BUT- can you just keep it latin? When I force the browser to use latin/wester, page seems to render fine. Try it in your browser. So basically- keep it latin, switch the header, which is now:
<meta http-equiv="Content-Type" content="text/html; charset=utf-8"/>If you’re using the global to output that, then switching it in the cp will automatically switch it in the header. And add new entries in latin- assuming you haven’t changed the db settings.
But to go latin-utf? You actually have to convert the data. Looks to me like the old data are still latin.

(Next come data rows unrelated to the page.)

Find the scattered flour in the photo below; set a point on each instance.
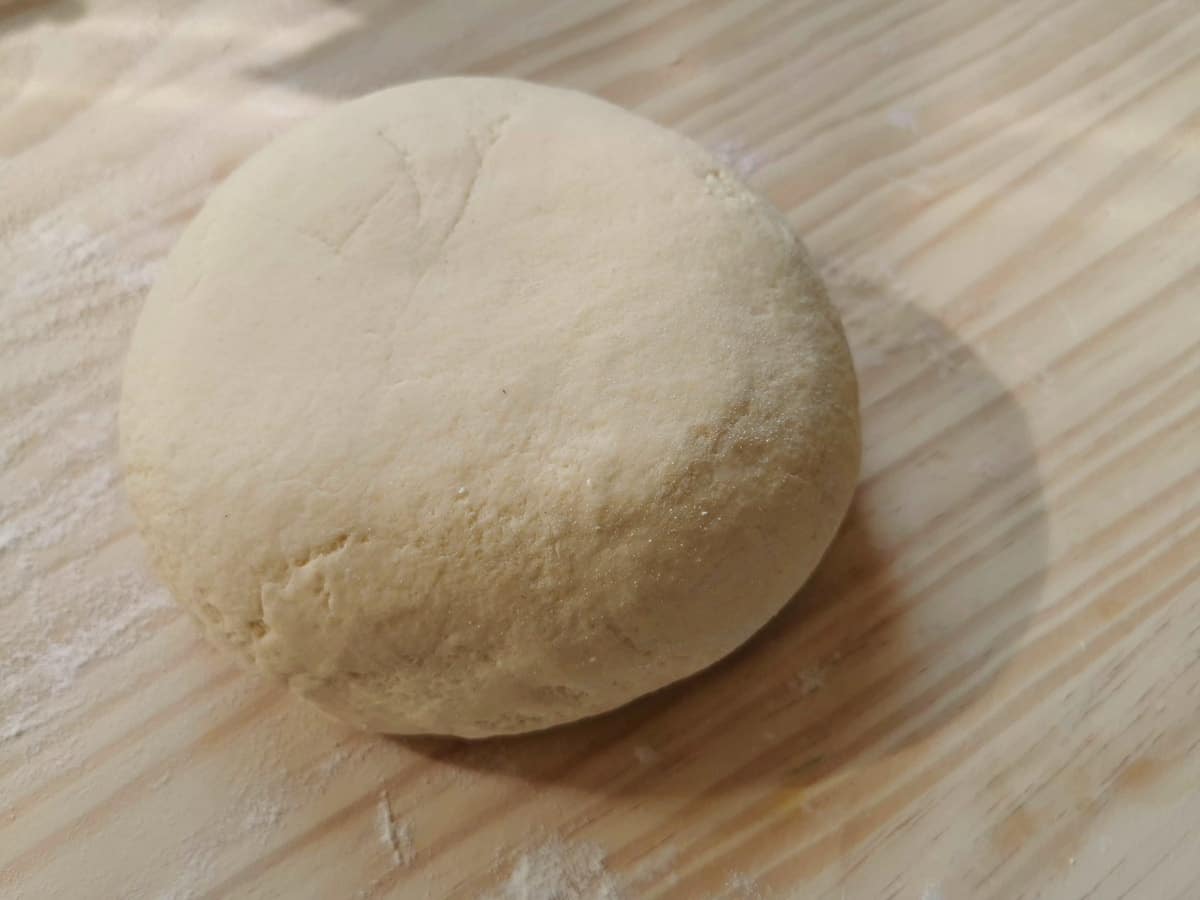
(395, 837)
(738, 157)
(558, 870)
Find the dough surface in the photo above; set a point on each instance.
(474, 407)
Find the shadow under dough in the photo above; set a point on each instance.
(16, 15)
(915, 610)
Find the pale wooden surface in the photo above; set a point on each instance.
(991, 688)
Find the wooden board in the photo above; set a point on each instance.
(989, 690)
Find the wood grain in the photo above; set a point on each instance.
(990, 689)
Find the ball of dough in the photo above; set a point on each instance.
(475, 407)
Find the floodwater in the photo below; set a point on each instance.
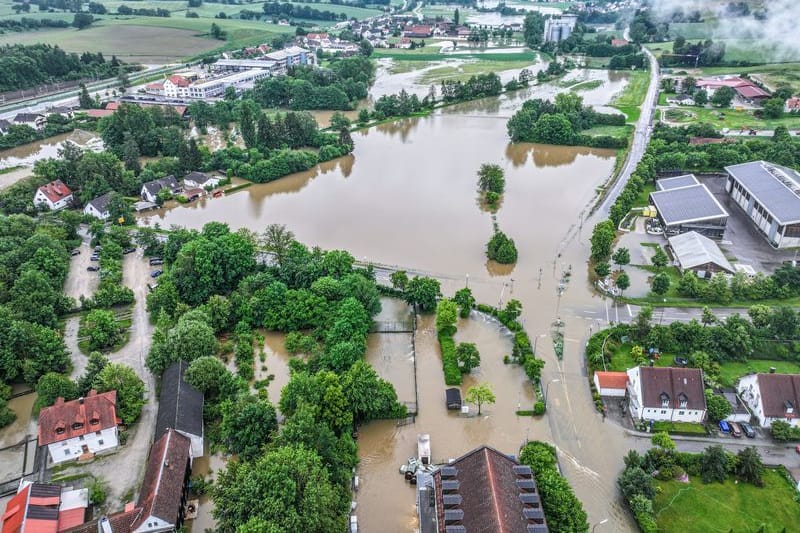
(407, 196)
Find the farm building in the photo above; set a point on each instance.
(684, 204)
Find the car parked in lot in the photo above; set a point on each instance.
(749, 432)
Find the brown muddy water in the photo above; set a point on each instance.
(407, 196)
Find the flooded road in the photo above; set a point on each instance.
(407, 196)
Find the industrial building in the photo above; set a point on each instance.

That make any sense? This stuff is tricky.
#5 / Jun 04, 2008 11:06am
Robin’s spot on, of course. I suspect your data was Latin-1 (nothing wrong with that), and now your website uses utf-8. That works only for characters where it’s never an issue anyway, ie 7-bit ASCII. So, to reiterate what she said: try changing utf-8 to latin-1 in your control panel—or take the plunge, convert your database and re-upload again. Your call 😊
#6 / Jun 05, 2008 12:44am
I didn’t have time to test this evening, but are you saying that I shouldn’t bother with the script you posted previously?
#7 / Jun 05, 2008 10:26am
I think it boils down to what you want to do. Do you want/need to move to utf-8? If so, then you’ll need to convert from the latin->utf-8, then import.
If you don’t need/want to? Then just leaving it latin should solve the issue.

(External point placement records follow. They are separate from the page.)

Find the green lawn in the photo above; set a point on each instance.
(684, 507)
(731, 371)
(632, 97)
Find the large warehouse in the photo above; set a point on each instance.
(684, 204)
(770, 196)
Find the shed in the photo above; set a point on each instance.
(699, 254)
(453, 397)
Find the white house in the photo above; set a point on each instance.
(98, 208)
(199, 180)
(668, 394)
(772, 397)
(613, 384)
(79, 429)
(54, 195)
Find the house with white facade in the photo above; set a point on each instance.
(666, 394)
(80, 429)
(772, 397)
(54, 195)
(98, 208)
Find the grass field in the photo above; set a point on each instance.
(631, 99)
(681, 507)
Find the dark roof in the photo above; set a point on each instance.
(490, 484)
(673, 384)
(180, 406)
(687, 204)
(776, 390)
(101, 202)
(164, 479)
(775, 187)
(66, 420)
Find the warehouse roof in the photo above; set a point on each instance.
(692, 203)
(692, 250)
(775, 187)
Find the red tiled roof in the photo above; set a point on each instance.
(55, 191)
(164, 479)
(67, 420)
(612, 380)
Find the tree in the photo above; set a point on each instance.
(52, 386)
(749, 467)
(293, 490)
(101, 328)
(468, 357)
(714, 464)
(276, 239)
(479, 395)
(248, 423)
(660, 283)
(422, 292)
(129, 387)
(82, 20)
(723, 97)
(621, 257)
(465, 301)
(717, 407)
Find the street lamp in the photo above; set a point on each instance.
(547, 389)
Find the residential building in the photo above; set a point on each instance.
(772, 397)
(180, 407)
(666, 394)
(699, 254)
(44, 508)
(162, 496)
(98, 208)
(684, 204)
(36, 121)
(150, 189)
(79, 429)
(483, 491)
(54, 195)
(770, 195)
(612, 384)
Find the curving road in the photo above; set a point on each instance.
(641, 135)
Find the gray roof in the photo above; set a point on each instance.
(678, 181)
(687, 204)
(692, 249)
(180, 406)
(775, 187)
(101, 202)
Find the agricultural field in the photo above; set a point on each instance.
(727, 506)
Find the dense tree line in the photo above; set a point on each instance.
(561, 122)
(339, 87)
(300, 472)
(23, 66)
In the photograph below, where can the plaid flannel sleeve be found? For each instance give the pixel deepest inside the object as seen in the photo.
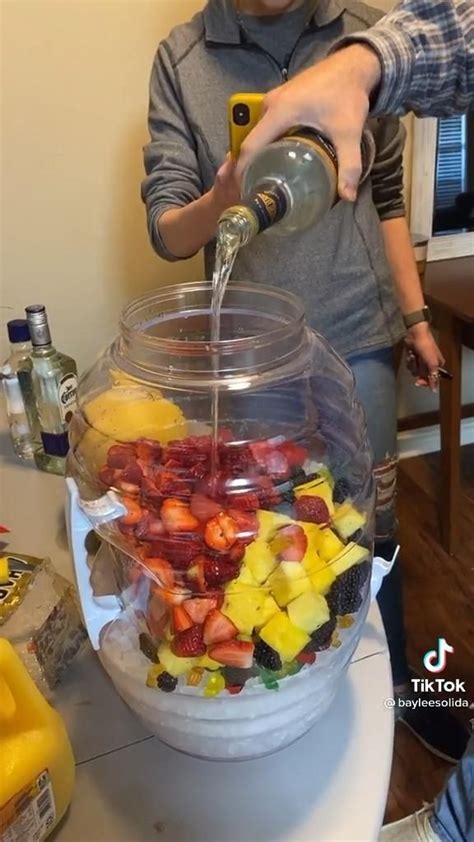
(426, 51)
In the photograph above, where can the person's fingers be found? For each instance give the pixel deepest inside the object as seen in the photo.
(271, 126)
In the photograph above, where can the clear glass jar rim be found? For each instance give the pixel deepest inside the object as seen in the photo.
(292, 308)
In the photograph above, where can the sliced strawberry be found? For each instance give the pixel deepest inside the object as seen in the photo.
(128, 488)
(156, 617)
(180, 619)
(199, 607)
(246, 502)
(219, 571)
(180, 550)
(161, 570)
(290, 543)
(132, 473)
(109, 476)
(135, 513)
(233, 653)
(247, 523)
(195, 575)
(120, 455)
(149, 529)
(295, 455)
(177, 517)
(221, 532)
(312, 509)
(171, 596)
(218, 628)
(204, 508)
(148, 450)
(189, 643)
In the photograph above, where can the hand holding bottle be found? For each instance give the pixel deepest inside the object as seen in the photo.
(331, 97)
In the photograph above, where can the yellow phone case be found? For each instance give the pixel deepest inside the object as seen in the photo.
(244, 111)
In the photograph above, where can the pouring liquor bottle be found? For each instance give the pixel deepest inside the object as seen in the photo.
(289, 186)
(54, 378)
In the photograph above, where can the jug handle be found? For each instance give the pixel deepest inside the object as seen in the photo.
(97, 610)
(381, 568)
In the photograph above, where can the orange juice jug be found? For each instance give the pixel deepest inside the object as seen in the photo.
(36, 759)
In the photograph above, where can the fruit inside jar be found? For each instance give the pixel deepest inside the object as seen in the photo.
(239, 580)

Not really a right/wrong per se. Leaving it be in latin is the easy option. But it’s not the only option.
Make sense?
#8 / Jun 16, 2008 3:39pm
Finally attempting this now-
I’ve get EE set to ISO 8859-1 encoding and I’m importing from the pMachine database with a Latin-1 encoding. But as you said, it is really all in the display settings.

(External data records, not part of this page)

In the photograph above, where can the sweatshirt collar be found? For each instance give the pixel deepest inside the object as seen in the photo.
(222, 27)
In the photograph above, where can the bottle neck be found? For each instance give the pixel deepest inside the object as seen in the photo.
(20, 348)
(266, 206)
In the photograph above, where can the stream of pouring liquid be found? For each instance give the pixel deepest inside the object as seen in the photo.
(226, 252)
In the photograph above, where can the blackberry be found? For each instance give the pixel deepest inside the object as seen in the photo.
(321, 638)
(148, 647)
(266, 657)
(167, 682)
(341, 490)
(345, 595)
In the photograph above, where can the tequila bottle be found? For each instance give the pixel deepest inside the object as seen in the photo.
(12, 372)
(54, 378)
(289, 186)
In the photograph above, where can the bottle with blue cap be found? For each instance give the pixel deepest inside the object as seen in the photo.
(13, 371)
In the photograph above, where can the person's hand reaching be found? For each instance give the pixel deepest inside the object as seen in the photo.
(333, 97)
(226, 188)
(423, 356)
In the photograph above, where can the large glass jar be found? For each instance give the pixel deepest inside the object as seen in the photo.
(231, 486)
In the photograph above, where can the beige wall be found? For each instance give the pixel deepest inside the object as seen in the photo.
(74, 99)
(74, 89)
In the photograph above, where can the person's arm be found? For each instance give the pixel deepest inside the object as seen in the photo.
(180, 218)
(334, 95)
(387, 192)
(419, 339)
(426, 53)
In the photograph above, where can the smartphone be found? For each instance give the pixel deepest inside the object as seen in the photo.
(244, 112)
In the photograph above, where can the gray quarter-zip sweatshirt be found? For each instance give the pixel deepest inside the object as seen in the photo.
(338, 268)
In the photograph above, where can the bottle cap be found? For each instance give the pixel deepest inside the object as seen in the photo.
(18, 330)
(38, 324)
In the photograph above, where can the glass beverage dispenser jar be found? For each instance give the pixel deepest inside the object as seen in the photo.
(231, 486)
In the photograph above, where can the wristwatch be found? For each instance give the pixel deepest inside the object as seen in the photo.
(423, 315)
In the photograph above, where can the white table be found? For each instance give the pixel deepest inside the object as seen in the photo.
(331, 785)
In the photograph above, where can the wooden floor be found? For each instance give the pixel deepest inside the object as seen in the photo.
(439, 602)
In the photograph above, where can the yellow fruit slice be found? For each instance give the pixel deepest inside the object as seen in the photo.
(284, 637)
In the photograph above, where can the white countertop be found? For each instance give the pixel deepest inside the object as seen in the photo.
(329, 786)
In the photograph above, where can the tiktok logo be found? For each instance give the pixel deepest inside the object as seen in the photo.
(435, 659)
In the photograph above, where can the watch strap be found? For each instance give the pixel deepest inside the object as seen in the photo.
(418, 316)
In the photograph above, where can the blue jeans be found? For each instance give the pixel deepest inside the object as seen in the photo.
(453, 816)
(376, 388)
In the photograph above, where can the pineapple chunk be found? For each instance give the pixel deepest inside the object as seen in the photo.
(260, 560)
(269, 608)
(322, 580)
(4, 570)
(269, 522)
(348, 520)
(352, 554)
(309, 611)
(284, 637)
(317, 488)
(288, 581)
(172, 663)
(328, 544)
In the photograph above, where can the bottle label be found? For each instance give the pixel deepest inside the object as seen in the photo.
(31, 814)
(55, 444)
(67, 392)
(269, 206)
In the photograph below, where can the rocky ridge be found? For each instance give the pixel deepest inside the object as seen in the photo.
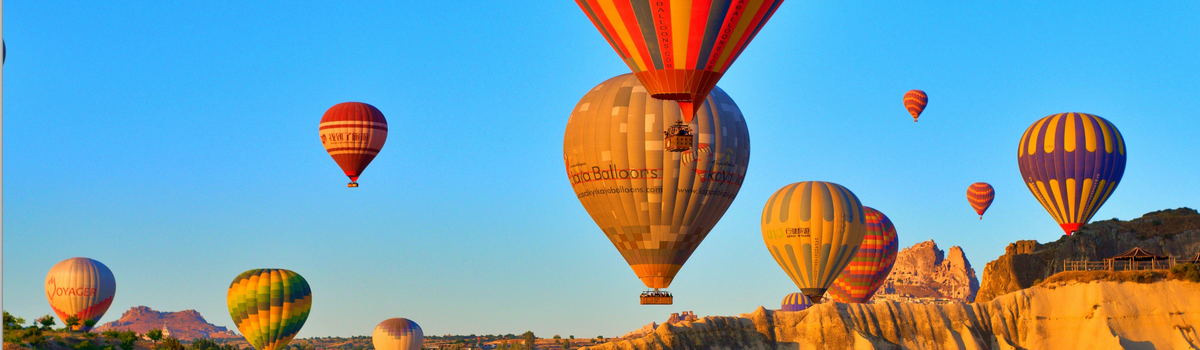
(185, 325)
(1174, 233)
(1072, 315)
(924, 271)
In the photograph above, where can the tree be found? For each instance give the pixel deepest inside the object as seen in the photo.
(531, 341)
(47, 321)
(155, 335)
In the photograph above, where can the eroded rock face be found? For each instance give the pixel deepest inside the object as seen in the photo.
(1092, 315)
(185, 325)
(1173, 233)
(923, 271)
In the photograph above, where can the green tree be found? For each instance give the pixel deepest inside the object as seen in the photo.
(171, 343)
(155, 335)
(71, 323)
(531, 341)
(47, 321)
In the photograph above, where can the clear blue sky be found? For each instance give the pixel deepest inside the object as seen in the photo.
(178, 145)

<meta http-equiv=“Content-Type” content=“text/html; charset=charset=ISO-8859-1”/>
instead of
<meta http-equiv=“Content-Type” content=“text/html; charset=utf-8”/>
Seems to do the trick.
#9 / Jun 16, 2008 4:02pm
Glad to hear it. Does that mean you’re all set?
#10 / Jun 16, 2008 5:06pm
I guess.. until I need to use extended characters 😊
#11 / Jun 16, 2008 5:10pm
OK, I’m closing that one out then, for now. Unless you need, say, Chinese or Russian characters, using either Latin-1 or Unicode should be fine. If anything comes up, just start a new thread. Thanks.